Consider, for a moment, the purpose of offering benefits to
your employees. All pious mouthing aside, benefits are part of the compensation
package which the company uses to attract the best available workers – or, at
least, employees of sufficient quality to suit its requirements. If a given
company offers better compensation than others in the same industry, whether
that means higher pay, better health insurance, dental and vision insurance,
retirement plans or other benefits, then jobs offered by that company will be
more desirable, creating greater competition for those positions and giving the
company access to a greater selection of possible employees. It is important to
note that while access to adequate health care may be considered a basic civil
right, having somebody else pay for it generally isn’t, which is why there are
so many jobs that do not offer acceptable medical insurance – and why the
Affordable Care Act was required in the first place…
Given that this is the primary function of all compensation
elements from the company’s standpoint, intentionally degrading any part of the
compensation package is counterproductive to the point of idiocy. Any measure
which makes the package less attractive – which eliminating coverage for desired
services most assuredly does – lowers the company’s ability to attract or
retain the best personnel. This lowers productivity, lowers profitability, and
generally decreases the overall value of the firm. In this specific case, negative
feelings generated by the policy (and the lawsuit to protect it) also represent
an excellent chance of angering or alienating employees who already work for
the company and do not have the option of quitting – including member of the
workforce connected to the issue by politics or ideology as well as by biology.
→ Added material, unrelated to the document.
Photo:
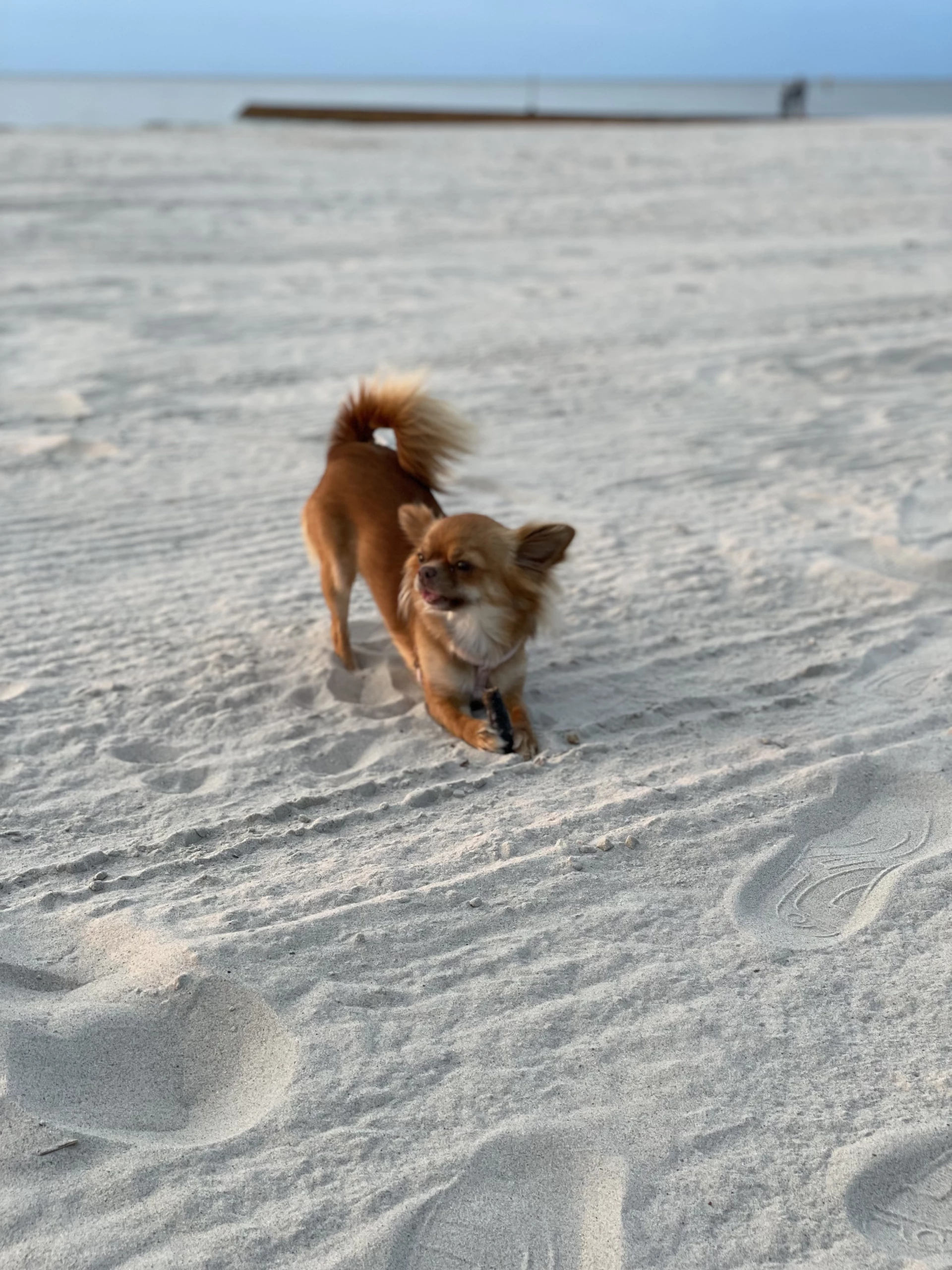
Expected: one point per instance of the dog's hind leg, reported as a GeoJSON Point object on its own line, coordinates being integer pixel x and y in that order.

This will lower productivity still further, and that doesn’t even consider the
impact the company’s position is having on public relations and customer retention…
Now, as already noted, there are companies that do not offer
health benefits of any kind, and from a purely strategic standpoint we can
understand why. If employee relations are not a priority – if the labor situation
in their industry is effectively a buyer’s market – then a company may not need
any advantage to obtain the best employees, and if workers in that industry are
considered easily interchangeable there may not be any great pressure to retain
them, either. Alternately, a given company or industry may have an operating
margin so thin that offering any additional compensation would make their
business model untenable; the choice might be between higher wages and other
benefits, for example. This is the first case of which I’m aware in which a
company has decided to intentionally hamstring itself because of the religious
convictions of the ownership, though – even assuming that’s actually what is
happening…
Personally, I find the religious argument difficult to
accept – especially since nothing the company does can prevent its employees
from using the disputed birth control methods if they can find another way to pay
the resulting medical bills. If the owners of a business actually support any
religious belief, it seems obvious that it would be preferable to run the
business effectively and use the resulting higher profits to support whatever
ministry or other activities those beliefs require, rather than destroy the
business and galvanize the opposition into the kind of action that could
actually set back the owners’ religious goals. Or, to put it another way, in
addition to the various legal, ethical, political, civil, social, customer
relations, community relations, public image, employee relations and financial arguments
against this policy, the whole concept is also stupid to the point where I can’t
even think of a bad metaphor for how stupid it is. And the worst of the legal
implications may be yet to come…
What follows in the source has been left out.